“He looks like a man in a parable,” said Agnes, in the same tone. “One could think he was gliding away mysteriously to do something wrong. See, now, he has gone into the shadow. I cannot see him at all—he has quite disappeared—it is so black. Ah! I shall think he is always standing there, looking over at us, and plotting something. I wish Charlie would come home—how long he is!”

“Who would plot anything against us?” said innocent Marian, with her fearless smile. “People do not have enemies now as they used to have—at least not common people. I wish he would come out again, though, out of that darkness. I wonder what sort of man he could be.”

But Agnes was no longer following the man; her eye was wandering vaguely over the pale illumination of the sky. “I wonder what will happen to us all?” said Agnes, with a sigh—sweet sigh of girlish thought that knew no care! “I think we are all beginning now, Marian, every one of us. I wonder what will happen—Charlie and all?”

“Oh, I can tell you,” said Marian; “and you first of all, because you are the eldest. We shall all be famous, Agnes, every one of us; all because of you.”

“Oh, hush!” cried Agnes, a smile and a flush and a sudden brightness running over all her face; “but suppose it should be so, you know, Marian—only suppose it for our own pleasure—what a delight it would be! It might help Charlie on better than anything; and then what we could do for Bell and Beau! Of course it is nonsense,” said Agnes, with a low laugh and a sigh of excitement, “but how pleasant it would be!”

“It is not nonsense at all; I think it is quite certain,” said Marian; “but then people would seek you out, and you would have to go and visit them—great people—clever people. Would it not be odd to hear real ladies and gentlemen talking in company as they talk in books?”

“I wonder if they do,” said Agnes, doubtfully. “And then to meet people whom we have heard of all our lives—perhaps Bulwer even!—perhaps Tennyson! Oh, Marian!”

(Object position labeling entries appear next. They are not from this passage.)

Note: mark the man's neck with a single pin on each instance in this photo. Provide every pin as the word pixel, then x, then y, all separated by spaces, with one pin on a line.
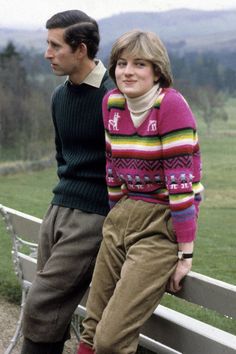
pixel 84 69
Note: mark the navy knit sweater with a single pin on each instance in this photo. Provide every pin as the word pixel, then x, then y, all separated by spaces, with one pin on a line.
pixel 80 146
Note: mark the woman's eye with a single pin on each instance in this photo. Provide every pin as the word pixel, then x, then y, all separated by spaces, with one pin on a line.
pixel 121 64
pixel 141 64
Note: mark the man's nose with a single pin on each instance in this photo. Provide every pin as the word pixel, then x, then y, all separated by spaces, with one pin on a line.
pixel 48 53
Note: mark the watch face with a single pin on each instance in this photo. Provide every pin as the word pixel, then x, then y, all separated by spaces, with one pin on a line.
pixel 182 255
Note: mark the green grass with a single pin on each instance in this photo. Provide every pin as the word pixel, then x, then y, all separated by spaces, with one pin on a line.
pixel 216 240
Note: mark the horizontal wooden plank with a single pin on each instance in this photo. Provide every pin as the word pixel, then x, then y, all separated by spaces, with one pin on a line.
pixel 24 225
pixel 210 293
pixel 176 332
pixel 186 334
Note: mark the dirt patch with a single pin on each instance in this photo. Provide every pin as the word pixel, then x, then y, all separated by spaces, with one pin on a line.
pixel 9 315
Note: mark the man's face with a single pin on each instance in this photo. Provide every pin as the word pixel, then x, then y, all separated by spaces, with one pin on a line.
pixel 59 53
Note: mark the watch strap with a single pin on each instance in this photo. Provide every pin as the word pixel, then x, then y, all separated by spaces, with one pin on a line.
pixel 184 255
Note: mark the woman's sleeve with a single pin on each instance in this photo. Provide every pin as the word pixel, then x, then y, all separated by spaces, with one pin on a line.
pixel 113 181
pixel 181 163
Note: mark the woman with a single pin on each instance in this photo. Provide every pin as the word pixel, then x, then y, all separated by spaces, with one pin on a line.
pixel 153 177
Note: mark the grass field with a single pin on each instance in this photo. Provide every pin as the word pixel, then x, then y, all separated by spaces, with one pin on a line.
pixel 215 250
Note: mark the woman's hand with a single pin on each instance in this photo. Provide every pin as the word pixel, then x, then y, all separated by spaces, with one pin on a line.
pixel 181 270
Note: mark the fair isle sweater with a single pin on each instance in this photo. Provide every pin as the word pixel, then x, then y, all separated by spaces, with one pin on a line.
pixel 157 162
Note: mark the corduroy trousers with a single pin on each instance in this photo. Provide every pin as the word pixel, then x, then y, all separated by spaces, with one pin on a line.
pixel 68 245
pixel 137 256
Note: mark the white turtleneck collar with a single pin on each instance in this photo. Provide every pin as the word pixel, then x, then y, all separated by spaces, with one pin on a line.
pixel 139 107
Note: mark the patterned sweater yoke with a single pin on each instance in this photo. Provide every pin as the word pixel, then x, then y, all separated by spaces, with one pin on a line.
pixel 157 162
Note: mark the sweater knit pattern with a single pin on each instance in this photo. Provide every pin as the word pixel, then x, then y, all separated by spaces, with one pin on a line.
pixel 80 146
pixel 157 162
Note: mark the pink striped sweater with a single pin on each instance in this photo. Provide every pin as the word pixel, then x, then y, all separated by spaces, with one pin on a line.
pixel 158 162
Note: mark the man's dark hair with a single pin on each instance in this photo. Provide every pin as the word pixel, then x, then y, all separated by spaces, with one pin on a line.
pixel 79 28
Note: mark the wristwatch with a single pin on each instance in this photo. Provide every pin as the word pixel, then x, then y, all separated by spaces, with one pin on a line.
pixel 182 255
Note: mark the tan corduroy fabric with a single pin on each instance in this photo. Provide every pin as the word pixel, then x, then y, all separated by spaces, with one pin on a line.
pixel 137 256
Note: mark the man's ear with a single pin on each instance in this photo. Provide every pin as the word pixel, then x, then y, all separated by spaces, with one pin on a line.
pixel 81 50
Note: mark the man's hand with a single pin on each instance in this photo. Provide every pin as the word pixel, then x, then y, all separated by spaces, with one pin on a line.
pixel 181 270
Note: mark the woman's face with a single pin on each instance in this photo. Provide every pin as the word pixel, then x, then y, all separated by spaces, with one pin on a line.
pixel 134 76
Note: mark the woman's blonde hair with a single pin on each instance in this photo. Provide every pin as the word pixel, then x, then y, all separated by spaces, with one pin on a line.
pixel 144 45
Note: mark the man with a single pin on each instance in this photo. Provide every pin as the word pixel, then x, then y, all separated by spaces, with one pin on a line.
pixel 71 231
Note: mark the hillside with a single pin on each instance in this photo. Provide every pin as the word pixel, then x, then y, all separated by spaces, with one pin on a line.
pixel 181 30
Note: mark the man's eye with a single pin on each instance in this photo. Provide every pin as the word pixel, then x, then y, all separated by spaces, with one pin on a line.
pixel 120 64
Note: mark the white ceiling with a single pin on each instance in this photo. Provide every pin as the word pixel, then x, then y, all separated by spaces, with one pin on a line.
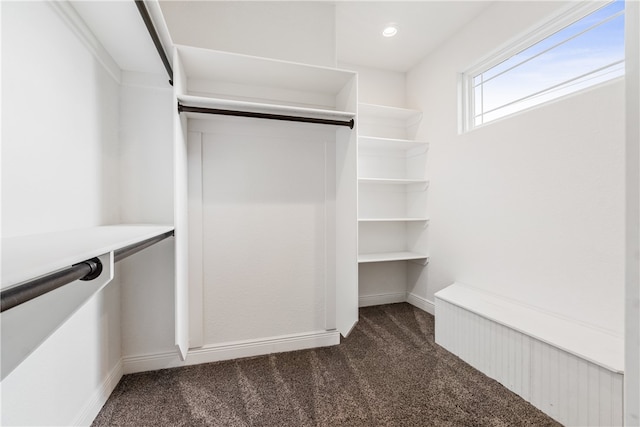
pixel 423 25
pixel 121 31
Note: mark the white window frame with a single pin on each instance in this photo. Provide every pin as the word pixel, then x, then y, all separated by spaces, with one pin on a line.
pixel 562 19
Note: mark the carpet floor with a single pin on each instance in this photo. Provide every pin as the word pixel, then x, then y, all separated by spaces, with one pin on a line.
pixel 388 372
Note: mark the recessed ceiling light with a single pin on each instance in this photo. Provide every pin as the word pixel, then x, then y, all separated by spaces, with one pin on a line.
pixel 390 30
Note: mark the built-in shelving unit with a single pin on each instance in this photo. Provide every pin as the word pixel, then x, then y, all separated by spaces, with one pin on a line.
pixel 281 190
pixel 392 181
pixel 31 256
pixel 406 219
pixel 392 200
pixel 29 322
pixel 391 256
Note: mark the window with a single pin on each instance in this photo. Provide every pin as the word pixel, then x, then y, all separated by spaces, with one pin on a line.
pixel 577 55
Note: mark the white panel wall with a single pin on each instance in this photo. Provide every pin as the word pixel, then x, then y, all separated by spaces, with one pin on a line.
pixel 294 31
pixel 530 207
pixel 146 188
pixel 59 171
pixel 264 221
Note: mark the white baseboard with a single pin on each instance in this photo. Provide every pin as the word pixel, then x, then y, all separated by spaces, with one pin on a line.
pixel 231 350
pixel 422 303
pixel 99 397
pixel 379 299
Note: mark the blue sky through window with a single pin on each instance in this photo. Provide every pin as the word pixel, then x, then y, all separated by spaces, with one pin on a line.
pixel 589 51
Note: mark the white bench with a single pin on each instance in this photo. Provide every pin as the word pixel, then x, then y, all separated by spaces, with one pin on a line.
pixel 571 371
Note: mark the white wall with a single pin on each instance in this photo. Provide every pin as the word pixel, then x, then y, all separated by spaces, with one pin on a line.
pixel 530 207
pixel 382 87
pixel 59 171
pixel 294 31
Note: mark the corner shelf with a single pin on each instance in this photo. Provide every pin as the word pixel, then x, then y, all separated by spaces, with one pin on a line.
pixel 392 256
pixel 376 143
pixel 392 181
pixel 404 219
pixel 408 116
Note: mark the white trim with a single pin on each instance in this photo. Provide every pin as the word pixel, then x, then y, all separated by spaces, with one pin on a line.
pixel 149 80
pixel 76 24
pixel 563 18
pixel 379 299
pixel 421 303
pixel 231 350
pixel 93 406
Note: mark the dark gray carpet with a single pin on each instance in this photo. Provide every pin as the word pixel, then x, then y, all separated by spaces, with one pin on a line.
pixel 388 372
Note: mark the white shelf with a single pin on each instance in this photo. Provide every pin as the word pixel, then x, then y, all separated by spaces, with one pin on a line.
pixel 391 181
pixel 391 256
pixel 28 257
pixel 406 219
pixel 233 68
pixel 258 107
pixel 389 143
pixel 385 112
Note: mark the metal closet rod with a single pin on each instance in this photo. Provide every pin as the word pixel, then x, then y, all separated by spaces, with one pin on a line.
pixel 188 109
pixel 86 270
pixel 154 36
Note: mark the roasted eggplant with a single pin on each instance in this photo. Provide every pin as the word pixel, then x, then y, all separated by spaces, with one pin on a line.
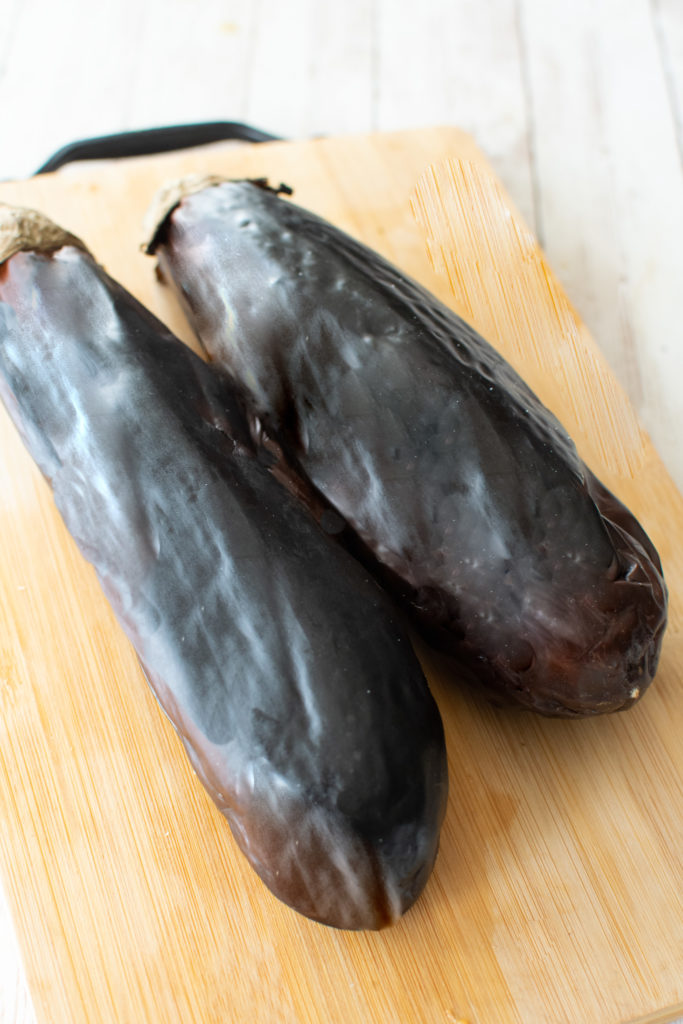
pixel 467 495
pixel 279 660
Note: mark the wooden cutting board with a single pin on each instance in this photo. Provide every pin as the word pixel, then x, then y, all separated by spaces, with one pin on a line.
pixel 557 892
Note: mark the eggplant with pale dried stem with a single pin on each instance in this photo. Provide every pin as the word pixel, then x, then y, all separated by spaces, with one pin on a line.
pixel 278 659
pixel 467 494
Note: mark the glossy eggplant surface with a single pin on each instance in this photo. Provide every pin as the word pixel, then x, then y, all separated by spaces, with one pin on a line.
pixel 280 662
pixel 466 493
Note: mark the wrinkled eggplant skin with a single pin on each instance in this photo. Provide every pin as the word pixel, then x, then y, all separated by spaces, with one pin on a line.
pixel 275 656
pixel 466 491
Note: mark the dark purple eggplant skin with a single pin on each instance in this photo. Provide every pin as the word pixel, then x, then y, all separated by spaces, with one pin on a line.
pixel 282 665
pixel 467 493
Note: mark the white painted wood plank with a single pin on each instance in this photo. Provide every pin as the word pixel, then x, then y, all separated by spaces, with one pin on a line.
pixel 311 68
pixel 611 199
pixel 63 77
pixel 459 61
pixel 669 25
pixel 191 64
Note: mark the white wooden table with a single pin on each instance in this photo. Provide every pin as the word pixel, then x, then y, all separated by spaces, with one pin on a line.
pixel 578 104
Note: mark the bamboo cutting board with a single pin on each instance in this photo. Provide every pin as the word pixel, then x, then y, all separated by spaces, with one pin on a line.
pixel 557 892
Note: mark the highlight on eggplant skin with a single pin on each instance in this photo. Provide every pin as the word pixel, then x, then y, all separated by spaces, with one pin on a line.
pixel 468 495
pixel 279 660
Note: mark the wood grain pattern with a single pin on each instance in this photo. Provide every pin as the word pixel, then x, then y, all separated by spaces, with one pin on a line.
pixel 556 895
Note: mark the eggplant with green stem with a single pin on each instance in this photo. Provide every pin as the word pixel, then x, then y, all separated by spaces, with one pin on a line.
pixel 468 497
pixel 282 665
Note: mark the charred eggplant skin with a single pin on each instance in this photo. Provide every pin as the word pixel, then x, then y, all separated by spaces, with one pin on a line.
pixel 279 660
pixel 466 491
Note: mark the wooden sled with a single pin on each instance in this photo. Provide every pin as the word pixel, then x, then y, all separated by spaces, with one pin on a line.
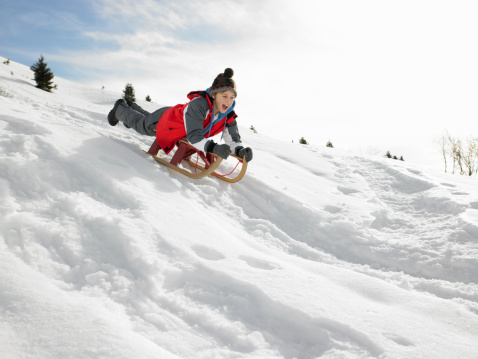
pixel 210 161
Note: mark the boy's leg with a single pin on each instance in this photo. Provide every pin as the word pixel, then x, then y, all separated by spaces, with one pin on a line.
pixel 140 122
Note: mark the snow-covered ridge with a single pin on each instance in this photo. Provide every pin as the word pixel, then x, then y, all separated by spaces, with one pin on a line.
pixel 315 253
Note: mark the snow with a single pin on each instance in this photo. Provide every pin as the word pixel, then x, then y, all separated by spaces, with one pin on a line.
pixel 316 252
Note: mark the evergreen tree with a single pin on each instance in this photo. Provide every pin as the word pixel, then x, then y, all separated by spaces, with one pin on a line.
pixel 43 75
pixel 128 93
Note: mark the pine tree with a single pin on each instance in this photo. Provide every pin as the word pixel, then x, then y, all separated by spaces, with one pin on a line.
pixel 128 93
pixel 43 75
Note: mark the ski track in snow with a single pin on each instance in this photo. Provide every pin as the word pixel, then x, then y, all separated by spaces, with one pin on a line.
pixel 164 266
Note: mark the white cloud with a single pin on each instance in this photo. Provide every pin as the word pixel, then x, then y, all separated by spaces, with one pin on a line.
pixel 368 73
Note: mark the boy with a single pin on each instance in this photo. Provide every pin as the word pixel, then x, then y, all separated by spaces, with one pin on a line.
pixel 207 114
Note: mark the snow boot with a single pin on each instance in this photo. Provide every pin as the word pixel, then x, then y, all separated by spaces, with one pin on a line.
pixel 113 121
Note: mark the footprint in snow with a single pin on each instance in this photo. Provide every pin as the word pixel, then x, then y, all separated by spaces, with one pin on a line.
pixel 259 263
pixel 208 253
pixel 347 191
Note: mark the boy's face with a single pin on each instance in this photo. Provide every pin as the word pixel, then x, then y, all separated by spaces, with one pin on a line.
pixel 223 100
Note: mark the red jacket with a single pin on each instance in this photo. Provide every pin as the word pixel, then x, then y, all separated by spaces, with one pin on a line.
pixel 171 126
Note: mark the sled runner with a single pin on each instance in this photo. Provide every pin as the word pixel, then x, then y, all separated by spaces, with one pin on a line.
pixel 210 162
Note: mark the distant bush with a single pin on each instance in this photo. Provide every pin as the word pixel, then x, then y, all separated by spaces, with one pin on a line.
pixel 43 75
pixel 462 153
pixel 388 155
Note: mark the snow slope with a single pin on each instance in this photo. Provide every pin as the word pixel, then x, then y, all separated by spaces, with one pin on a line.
pixel 315 253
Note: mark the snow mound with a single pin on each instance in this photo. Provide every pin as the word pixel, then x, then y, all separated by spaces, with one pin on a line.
pixel 315 253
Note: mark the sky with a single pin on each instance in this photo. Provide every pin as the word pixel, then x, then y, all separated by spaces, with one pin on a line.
pixel 314 253
pixel 369 76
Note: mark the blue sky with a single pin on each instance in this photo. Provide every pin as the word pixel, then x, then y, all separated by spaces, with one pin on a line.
pixel 370 76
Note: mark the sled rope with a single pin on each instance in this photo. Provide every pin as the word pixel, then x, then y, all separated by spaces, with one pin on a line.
pixel 216 174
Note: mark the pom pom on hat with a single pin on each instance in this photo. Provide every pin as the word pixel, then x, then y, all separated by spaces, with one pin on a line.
pixel 228 73
pixel 224 82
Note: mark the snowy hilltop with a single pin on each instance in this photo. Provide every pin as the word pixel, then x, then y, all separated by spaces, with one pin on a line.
pixel 315 253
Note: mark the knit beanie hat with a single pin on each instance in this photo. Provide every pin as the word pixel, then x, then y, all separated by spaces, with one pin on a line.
pixel 224 82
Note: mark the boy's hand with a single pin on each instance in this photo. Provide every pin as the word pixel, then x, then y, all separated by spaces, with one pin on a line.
pixel 244 152
pixel 222 150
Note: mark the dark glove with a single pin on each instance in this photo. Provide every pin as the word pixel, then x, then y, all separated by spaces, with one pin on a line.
pixel 247 152
pixel 222 150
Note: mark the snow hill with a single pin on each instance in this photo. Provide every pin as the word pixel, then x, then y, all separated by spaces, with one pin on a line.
pixel 316 253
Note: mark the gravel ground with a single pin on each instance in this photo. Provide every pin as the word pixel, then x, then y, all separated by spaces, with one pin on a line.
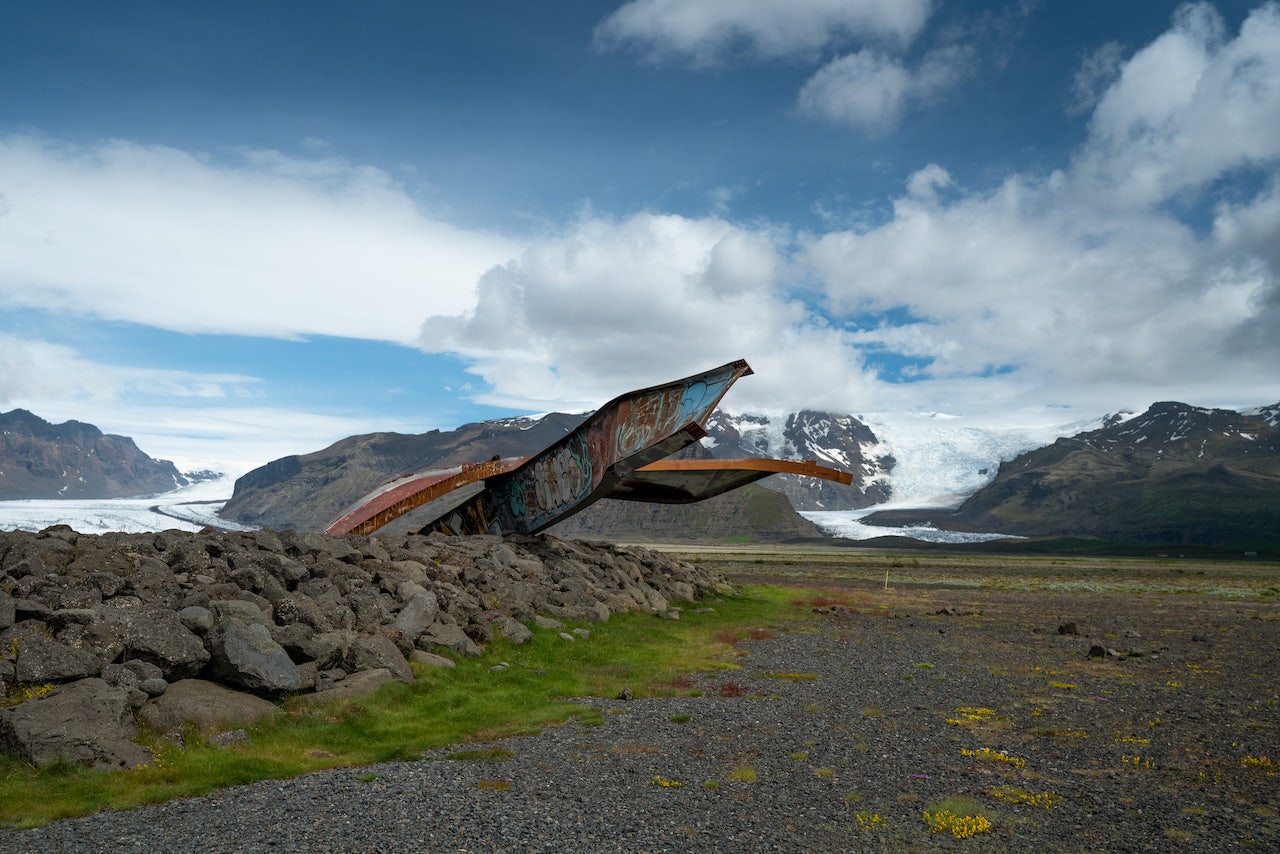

“And to know they were very glad to meet you,” exclaimed the sister dreamer, with another low laugh of absolute pleasure: that was very near the climax of all imaginable honours—and for very awe and delight the young visionaries held their breath.

“And I think now,” said Marian, after a little interval, “that perhaps it is better Charlie should be a lawyer, for he would have so little at first in papa’s office, and he never could get on, more than papa; and you would not like to leave all the rest of us behind you, Agnes? I know you would not. But I hope Charlie will never grow like Mr Foggo, so old and solitary; to be poor would be better than that.”

“Then I could be Miss Willsie,” said Agnes, “and we should live in a little square house, with two bits of lawn and two fir-trees; but I think we would not call it Killiecrankie Lodge.”